Des sondages récents montrent une érosion du soutien public. En Ukraine même, 43% des citoyens estiment que la guerre ne se terminera pas avant 2027, contre 29% en décembre 2025, reflétant un scepticisme croissant sur une résolution rapide. En Europe, des oppositions politiques émergent : en France, Jordan Bardella du Rassemblement National a voté contre ce prêt au Parlement européen le 11 février 2026, arguant d’une durée insuffisamment circonscrite par rapport aux négociations en cours. Ces aides sont souvent perçues comme profitant principalement aux industries d’armement, avec des contrats massifs pour des fournisseurs comme ceux impliqués dans les livraisons d’armes, tandis que les citoyens font face à une inflation persistante et à des coûts énergétiques élevés.

La destruction de Nord Stream : un sabotage aux conséquences économiques durables

La critique de Weidel fait écho à un événement clé : les explosions des pipelines Nord Stream en septembre 2022, qui ont privé l’Europe d’une source majeure de gaz russe bon marché. Selon un rapport de Seymour Hersh en février 2023, des plongeurs de la marine américaine auraient posé des explosifs lors d’un exercice NATO en juin 2022, avec une détonation déclenchée à distance par un avion norvégien, sous mandat de la Maison Blanche pour rompre la dépendance énergétique européenne à la Russie (voir ici). D’autres théories impliquent l’Ukraine, avec l’arrestation en août 2025 d’un plongeur ukrainien en Italie sur mandat allemand, soupçonné d’avoir placé des explosifs depuis un yacht. La Pologne joue un rôle opaque : en octobre 2025, un tribunal polonais a refusé l’extradition de l’Ukrainien Volodymyr Zhuravlov, jugeant l’acte « justifié » en temps de guerre, et le Premier ministre Donald Tusk a salué la décision.
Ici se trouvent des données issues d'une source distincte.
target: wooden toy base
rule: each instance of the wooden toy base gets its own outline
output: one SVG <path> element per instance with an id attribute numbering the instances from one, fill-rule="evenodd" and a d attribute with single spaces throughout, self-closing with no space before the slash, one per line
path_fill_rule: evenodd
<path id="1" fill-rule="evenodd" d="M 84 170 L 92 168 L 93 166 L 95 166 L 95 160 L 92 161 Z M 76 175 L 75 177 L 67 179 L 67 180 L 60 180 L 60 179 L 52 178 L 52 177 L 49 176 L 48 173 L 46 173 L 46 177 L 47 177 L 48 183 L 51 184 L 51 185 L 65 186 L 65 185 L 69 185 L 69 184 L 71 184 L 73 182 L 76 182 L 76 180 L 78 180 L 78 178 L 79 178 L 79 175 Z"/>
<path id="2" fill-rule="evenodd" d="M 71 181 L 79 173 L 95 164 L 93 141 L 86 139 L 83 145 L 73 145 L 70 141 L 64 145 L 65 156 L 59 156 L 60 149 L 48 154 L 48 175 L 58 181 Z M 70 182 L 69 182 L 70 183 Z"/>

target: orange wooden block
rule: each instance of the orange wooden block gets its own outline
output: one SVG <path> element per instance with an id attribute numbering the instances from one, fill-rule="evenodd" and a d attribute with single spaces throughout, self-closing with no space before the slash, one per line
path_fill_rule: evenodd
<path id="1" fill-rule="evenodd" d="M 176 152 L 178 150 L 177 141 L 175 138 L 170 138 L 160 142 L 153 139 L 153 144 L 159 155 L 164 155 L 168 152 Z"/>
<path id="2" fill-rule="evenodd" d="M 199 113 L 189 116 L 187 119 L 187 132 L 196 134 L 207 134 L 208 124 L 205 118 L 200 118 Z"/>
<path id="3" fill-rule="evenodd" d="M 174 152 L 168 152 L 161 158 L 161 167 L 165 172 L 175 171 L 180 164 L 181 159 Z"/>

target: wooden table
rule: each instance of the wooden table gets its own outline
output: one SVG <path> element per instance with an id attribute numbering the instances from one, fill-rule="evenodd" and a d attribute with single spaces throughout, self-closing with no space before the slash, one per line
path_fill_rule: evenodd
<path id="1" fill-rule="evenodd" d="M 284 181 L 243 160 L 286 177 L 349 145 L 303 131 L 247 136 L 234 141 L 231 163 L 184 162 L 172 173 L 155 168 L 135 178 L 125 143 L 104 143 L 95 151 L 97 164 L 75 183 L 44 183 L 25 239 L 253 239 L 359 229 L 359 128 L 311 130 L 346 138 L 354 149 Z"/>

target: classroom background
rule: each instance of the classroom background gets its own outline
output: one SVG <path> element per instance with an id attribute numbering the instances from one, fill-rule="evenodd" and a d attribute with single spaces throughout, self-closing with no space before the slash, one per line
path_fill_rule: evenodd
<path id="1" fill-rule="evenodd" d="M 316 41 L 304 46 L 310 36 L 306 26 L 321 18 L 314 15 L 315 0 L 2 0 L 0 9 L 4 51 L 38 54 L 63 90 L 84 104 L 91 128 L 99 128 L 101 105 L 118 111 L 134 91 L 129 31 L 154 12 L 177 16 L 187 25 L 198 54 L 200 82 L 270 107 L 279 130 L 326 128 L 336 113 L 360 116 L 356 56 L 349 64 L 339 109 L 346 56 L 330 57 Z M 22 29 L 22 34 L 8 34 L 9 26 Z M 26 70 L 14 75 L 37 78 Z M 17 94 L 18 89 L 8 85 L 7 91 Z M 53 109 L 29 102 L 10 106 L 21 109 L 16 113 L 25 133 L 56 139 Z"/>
Ces explosions ont accéléré la déindustrialisation allemande. Avant 2022, l’Allemagne importait 55% de son gaz de Russie via Nord Stream ; leur destruction a fait grimper les prix du gaz à 342 €/MWh en août 2022, contre 20 €/MWh début 2021. En 2025, les prix de l’énergie en Allemagne restent trois fois plus élevés qu’aux États-Unis, forçant des géants comme BASF à réduire leurs opérations. L’économie allemande est en récession, avec une perte de compétitivité industrielle estimée à des milliards d’euros.

En France, les sanctions contre la Russie ont indirectement gonflé les prix de l’électricité. Bien que moins dépendante du gaz russe (seulement 17% avant la guerre), la France a vu ses tarifs augmenter de 7% pour les ménages et 31% pour les entreprises entre le premier semestre 2021 et 2022, en raison de la contagion des prix européens.

Les règles de l’UE obligent les pays à s’aligner sur les prix les plus élevés du marché, amplifiés par les sanctions qui ont réduit les importations russes de 83% entre début et fin 2022.

En 2026, le prix moyen du kWh en France est de 0,2664 €, contre 0,3951 € en Allemagne, mais toujours au-dessus de la moyenne mondiale de 0,14 €. Cela impacte les ménages et les industries, avec des factures annuelles supplémentaires estimées à 22 milliards d’euros pour compenser l’inflation en 2022 seul.

Des sanctions qui profitent à certains, au détriment des économies européennes

Les sanctions contre la Russie, élargies à un 20e paquet en février 2026, incluent des baisses du plafond de prix sur le pétrole et des interdictions sur les services maritimes pour les tankers russes. Ces mesures ont aussi forcé l’Europe à importer du GNL américain plus cher, augmentant les exportations US de 100 milliards de m³ en 2021 à des niveaux records. De nombreux observateurs soulignent que cela enrichit les producteurs d’armes et les lobbies énergétiques transatlantiques, tandis que l’Europe paie son gaz deux à trois fois plus cher qu’avant 2022.

En somme, la position de Weidel met en lumière un débat sur les coûts réels de la guerre pour l’Europe : des aides massives à l’Ukraine, une énergie plus onéreuse due aux sanctions, et une économie fragilisée par la perte de Nord Stream. Avec l’UE prévoyant d’arrêter tout gaz russe d’ici 2027, les prix de l’électricité en France et en Allemagne pourraient rester élevés, forçant des adaptations coûteuses pour les citoyens et industries.